I rolled my smokes up into my sleeve, polished up with some nice pomade (Dapper Dan’s to be exact), and hustled my way over to the media event for Hofmann Hots on Wednesday night. I love any chance I get to cross the Margaret Hunt Hill Bridge, and this night was just swell with good vibrations. I stormed in with jazz hands flaring and mouth watering for some juicy hot dogs. The first thing I noticed was the commanding presence of the mastermind behind this new joint, Phil Romano. He hugged me with his eyes, so I thought it appropriate to ask him for a picture. Success. We discussed contemporary metal music, swan migration in South America, and swapped a few recipes for our favorite soufflé. While none of that actually happened, Mr. Romano was warm and welcoming and seemed wildly enthusiastic about Hoffman Hots, in spite of all this lawsuit craziness that’s going down.

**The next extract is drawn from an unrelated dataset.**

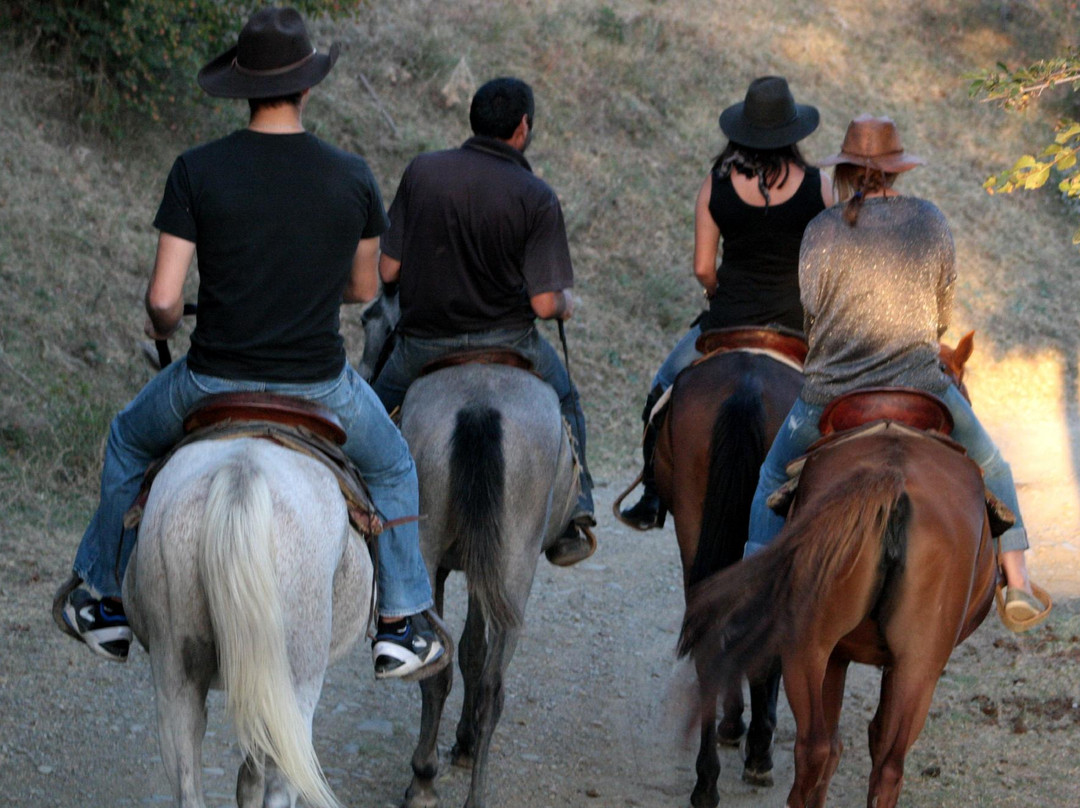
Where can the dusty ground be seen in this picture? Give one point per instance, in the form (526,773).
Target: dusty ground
(592,714)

The place is loaded with ’50s diner appeal, white tiled walls, bright red and blue accents, oversized circular windows, and an exterior that was most certainly lowered into place by an alien ship inhabited by extraterrestrials infatuated with the diner age of beatniks and big body Chevys. It’s a classic, no-frills hot dog joint outfitted to welcome Little League teams on the weekends after a triumphant 9th-inning rally. Or it could host all walks of lunch-time meat lovers who will most certainly become regulars. The menu boasts a formidable variety of hot dogs, Americana sides, and custard shakes. Now that I mention it, I didn’t notice the shakes when I was there, and now I’m disappointed that I couldn’t round out my meal with one.

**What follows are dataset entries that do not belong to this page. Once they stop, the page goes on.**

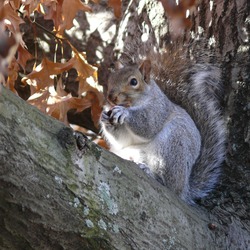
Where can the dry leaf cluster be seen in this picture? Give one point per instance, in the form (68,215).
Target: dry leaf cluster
(47,91)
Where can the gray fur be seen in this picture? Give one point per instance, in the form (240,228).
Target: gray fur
(156,132)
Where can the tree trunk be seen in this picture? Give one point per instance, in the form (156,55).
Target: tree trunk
(57,196)
(62,192)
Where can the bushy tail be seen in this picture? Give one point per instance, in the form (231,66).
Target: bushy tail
(202,95)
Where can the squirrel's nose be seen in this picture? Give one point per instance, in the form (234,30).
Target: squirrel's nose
(112,98)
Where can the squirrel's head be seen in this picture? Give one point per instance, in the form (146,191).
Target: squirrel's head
(127,83)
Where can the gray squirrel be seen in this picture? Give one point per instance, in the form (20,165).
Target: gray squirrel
(141,124)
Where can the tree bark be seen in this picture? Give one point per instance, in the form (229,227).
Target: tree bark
(58,192)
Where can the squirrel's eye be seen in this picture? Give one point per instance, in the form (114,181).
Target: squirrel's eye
(133,82)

I approached the counter and ordered three different styles along with two sides. You can choose between “New Hots” or “Good Ol’ Hots,” as well as a Burger Dog made from ground beef or a Sea Dog made from North Atlantic fried cod. I wanted to shove them all in my mouth at once. I started my order with an Avocado Pico Dog with a classic German Frank. It had Tex-Mex zest, light spice, and a cold freshness. The ingredients were stacked high, and it required two chomps to get every component in my mouth. I didn’t fight it. I would suggest the larger kielbasa for this dog, though, since the little German frank was somewhat overpowered by the tower of delicious ingredients. Next up: the standard issue Chili Cheese Dog. With the crumbly ballgame chili, thinly shredded cheddar, and an easy loving sauce atop the mighty kielbasa, this busty little meat wagon was mild and big with substantial staying power and an oh-so-bad goodness. The nuns might reconsider their devotions after filling their bellies with this classic rendition of such naughty indulgence.
I wolfed down two of their simple sides to compliment my dogs: the tater tots and the chili mac ‘n’ cheese. They won’t make any “best of” lists, but they still satisfy. Finally, I tried the Sweet and Smoky Dog. The name is no lie, and I found myself tenderly huddled in Mr. Romano’s arms after finishing it off, which is why I’m no longer allowed in any of his restaurants. It was worth it. Crunchy bacon sat on top of a hefty kielbasa inside beautifully crisp, grilled buns, and the under layer of smoked Gouda and pimento balanced wonderfully with the maple glaze that was remarkably subtle and rewarding in every bite. It wasn’t terribly heavy, and the bacon did not overpower. I woke up later in the night with the words “Sweet & Smoky” drawn across my floor-to-ceiling bedroom mirrors, written in red lipstick. I don’t know where I got the lipstick, but such is life.